Optimizing the Weather Research and Forecasting Model with OpenMP Offload and Codee
Chayanon, Wichitrnithed, Woo-Sun-Yang, Yun, He, Brad Richardson, Koichi Sakaguchi, Manuel Arenaz, William I. Gustafson, Jacob Shpund, Ulises Costi Blanco, Alvaro Goldar Dieste
TL;DR
This work addresses accelerating a hotspot in the Weather Research and Forecasting model by porting parts of the 33-bin FSBM microphysics routine to NVIDIA GPUs using OpenMP device offloading. A workflow combining runtime profiling with the Codee static analysis tool guides a sequence of refactorings that remove data dependencies and enable deeper loop collapses, yielding substantial speedups. The study reports up to 2.08x overall improvement on a CONUS-12km test case and discusses memory-bound constraints and occupancy considerations, offering a practical blueprint for GPU acceleration of legacy weather codes.

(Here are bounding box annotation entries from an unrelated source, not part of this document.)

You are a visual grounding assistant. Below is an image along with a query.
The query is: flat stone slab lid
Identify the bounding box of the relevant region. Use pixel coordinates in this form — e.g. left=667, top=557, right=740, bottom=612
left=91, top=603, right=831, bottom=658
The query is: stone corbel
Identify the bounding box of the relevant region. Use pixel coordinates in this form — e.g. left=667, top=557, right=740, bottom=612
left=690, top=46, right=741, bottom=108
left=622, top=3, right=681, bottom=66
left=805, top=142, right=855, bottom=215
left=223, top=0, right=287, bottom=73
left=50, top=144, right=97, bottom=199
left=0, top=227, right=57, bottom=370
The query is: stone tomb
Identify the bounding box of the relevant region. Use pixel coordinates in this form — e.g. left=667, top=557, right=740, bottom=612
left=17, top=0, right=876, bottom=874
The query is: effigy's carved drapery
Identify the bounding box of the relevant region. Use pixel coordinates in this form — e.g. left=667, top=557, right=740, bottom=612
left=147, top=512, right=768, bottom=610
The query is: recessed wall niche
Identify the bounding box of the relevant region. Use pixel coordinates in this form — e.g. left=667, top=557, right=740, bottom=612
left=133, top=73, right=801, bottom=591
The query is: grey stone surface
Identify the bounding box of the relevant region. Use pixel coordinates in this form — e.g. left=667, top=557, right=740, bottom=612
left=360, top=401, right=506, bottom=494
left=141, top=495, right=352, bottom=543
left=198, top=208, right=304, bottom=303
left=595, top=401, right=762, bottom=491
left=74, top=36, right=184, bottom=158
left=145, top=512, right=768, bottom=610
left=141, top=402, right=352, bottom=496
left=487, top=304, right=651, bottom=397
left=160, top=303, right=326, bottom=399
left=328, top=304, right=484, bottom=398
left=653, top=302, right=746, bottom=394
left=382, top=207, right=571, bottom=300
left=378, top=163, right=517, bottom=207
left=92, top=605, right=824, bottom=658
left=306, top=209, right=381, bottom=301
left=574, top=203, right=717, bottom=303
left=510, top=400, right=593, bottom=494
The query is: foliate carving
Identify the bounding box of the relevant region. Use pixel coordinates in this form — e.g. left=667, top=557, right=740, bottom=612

The findings underscore the value of integrating static modernization tools with runtime profiling to accelerate and validate large HPC codes, while outlining directions for extending GPU offloading to other microphysics components.
Abstract
Currently, the Weather Research and Forecasting model (WRF) utilizes shared memory (OpenMP) and distributed memory (MPI) parallelisms. To take advantage of GPU resources on the Perlmutter supercomputer at NERSC, we port parts of the computationally expensive routines of the Fast Spectral Bin Microphysics (FSBM) microphysical scheme to NVIDIA GPUs using OpenMP device offloading directives. To facilitate this process, we explore a workflow for optimization which uses both runtime profilers and a static code inspection tool Codee to refactor the subroutine. We observe a 2.08x overall speedup for the CONUS-12km thunderstorm test case.